Having such information is invaluable. When hospital administrators learned, for example, that surgeons were ordering a daily chest X-ray for patients undergoing a particular surgical procedure—and that the X-ray almost never showed any change—they were able to report back to the surgeons and eliminate the practice. “In a case like that, there’s no diminution in quality of care and you can reduce costs substantially,” says Dr. Cadman. It can also be used as a teaching aid. For example, cardiac surgeons discuss how they treat patients, debate the merits of various practices and come up with a consensus, which then becomes the “Yale” standard of care. Once developed, the standards are available on the computer system. “It’s a great teaching tool for interns and residents,” says Dr. Cadman.

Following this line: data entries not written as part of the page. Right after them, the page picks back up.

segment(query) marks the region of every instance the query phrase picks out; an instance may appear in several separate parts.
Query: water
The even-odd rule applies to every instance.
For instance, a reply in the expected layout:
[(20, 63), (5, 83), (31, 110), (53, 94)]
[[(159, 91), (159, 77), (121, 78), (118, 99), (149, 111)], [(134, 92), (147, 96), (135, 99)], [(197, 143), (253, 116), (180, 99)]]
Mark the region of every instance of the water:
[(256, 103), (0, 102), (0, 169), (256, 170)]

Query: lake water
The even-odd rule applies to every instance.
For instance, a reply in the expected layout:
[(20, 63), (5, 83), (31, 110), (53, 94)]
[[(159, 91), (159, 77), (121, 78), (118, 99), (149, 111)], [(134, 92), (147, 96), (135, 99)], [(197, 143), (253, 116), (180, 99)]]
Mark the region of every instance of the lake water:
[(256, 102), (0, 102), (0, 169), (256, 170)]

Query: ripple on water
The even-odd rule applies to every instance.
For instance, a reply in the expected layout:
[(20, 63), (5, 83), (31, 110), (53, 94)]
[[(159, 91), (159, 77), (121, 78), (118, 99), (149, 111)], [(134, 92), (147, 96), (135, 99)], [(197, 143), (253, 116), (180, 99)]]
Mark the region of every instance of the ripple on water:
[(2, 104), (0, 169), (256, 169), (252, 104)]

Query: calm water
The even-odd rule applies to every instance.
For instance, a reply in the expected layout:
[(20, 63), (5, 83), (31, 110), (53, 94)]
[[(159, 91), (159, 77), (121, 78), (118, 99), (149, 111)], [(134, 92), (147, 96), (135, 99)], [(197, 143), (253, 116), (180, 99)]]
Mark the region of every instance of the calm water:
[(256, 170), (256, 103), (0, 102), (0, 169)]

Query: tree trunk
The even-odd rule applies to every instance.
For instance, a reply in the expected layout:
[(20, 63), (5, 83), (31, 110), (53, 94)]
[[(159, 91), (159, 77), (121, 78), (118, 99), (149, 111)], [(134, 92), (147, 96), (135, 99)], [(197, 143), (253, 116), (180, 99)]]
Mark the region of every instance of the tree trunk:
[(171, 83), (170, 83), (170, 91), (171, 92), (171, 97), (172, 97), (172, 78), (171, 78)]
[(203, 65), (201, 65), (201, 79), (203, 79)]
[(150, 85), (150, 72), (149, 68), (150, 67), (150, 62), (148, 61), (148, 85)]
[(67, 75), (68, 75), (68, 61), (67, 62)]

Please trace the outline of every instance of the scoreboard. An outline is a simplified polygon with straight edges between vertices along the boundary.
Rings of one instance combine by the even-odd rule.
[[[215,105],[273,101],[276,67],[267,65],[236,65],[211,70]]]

In addition to individual patients and clinical treatments, CORE staff look at the bigger picture: “How should resources be allocated?” asks Dr. Krumholz. “Where are the gaps? What care ought to be delivered and how?”

Outcomes research can help to fill in holes in medical care. For example, says Dr. Krumholz, “People with a condition called atrial fibrillation can be treated with blood thinners to prevent strokes. But the number of people getting this treatment is small. Why?” The aim of outcomes researchers in this instance is to identify the gap and to increase the number of patients being treated appropriately.

Although Dr. Krumholz and colleagues acknowledge the potential for problems, they argue that the clinical pathways are not static. Rather, they represent the optimal suggested practices based on current knowledge. In the case of Yale-New Haven Hospital, teams of local expert clinicians worked exhaustively over several years to come up with the 47 existing pathways, a process coordinated by Dr. Cadman and colleagues Leo Cooney, M.D., and Victor Morris, M.D. Are those pathways now complete? No, says Dr. Krumholz, and they never will be. “We have to continually reevaluate the best practices and new treatments,” he says.

Besides, a physician is free to depart from the standard. “But if he or she deviates there must be a reason,” says Dr. Cadman. “Maybe that particular patient is sicker or there is another complicating feature.” And because any variation must be documented and justified on the patient’s chart, physicians and the hospital gain a measure of legal protection in the event of a malpractice claim.

While deviations from the standard may need to be justified, they aren’t necessarily bad. “Not offering a blood thinner to someone with atrial fibrillation because no one thought about it is the variation we aim to get rid of,” says Dr. Krumholz. “But tailoring an intervention to an individual patient’s preferences—we never want to extinguish that kind of variation.”